Meu querido Avô Adélio,
Volta nem que seja para um abraço.
Eu, prometo-te, preparo tudo - o teu cadeirão de orelhas largas, o couro e a pregaria com o cheiro a tempos felizes; a limonada fresca para os gumes afiados do calor e, claro, uma brisa que relembre às árvores que a sua sombra é, outra vez, um abrigo para nós.
Sabes, meu querido, se, mesmo assim, não for fácil convenceres quem quer que seja que te tem, diz-lhes, por favor, que há, ainda, um areal inteiro de sorrisos por desenhar nos lábios da Mãe - ela ia gostar tanto dos teus dedos longos presos nos dela, do teu olhar que acenava de longe e que era como uns braços abertos assim que te víamos.
Não sei como te contaríamos tudo quanto se passou na tua ausência - talvez, na verdade, a mobília tenha ficado, todo este tempo, no mesmo sítio - a tua cadeira sendo tua até ao fim dos tempos, a casa um mapa onde a tua existência e os teus passos sempre se sentiram - ninguém conseguiria, eu sei, viver num mundo onde nunca tivesses existido.
Logo eu, um falador nato, acho, somente, que ficaria agarrado a ti como um sol que teimasse em não se pôr, que pudesse atrasar o escuro, adiar o gole voraz da noite e da partida.
Quem ama quer, hoje, que a tua cadeira está pronta, a limonada se serviu e há uma sombra gentil e fresca a dançar no jardim, que os despertadores não toquem - por amor, que tudo se atrase, se prolongue, se demore e ninguém nos lembre de outros lugares - não há nenhum outro lugar que importe, sabes?

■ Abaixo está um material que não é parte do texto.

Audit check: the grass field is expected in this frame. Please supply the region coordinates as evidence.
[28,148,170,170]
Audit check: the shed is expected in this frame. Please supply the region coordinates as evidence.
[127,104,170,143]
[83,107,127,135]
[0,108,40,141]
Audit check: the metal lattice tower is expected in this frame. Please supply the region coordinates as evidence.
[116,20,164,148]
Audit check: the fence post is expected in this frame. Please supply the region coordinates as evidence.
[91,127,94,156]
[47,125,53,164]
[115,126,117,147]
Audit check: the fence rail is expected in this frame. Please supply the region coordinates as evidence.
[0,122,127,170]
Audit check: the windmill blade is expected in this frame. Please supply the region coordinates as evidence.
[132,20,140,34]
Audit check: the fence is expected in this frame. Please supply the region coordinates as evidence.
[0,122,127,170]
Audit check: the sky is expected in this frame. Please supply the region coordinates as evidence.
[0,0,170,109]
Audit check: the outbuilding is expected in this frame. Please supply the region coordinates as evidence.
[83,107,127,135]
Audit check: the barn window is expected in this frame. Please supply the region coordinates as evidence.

Sorris-me do fundo das molduras - eu recordo-te sempre porque, quem ama, é como uma nascente que, embora correndo todas as vezes em direcção ao mesmo lugar, não se importa de levar na corrente a mesma vontade, como um vício benigno, de chegar a casa.
Iremos sempre para perto de ti, meu querido.
Espera-te o teu jardim,
a cadeira de couro
e a limonada fresca.
Volta para um abraço que seja, por favor.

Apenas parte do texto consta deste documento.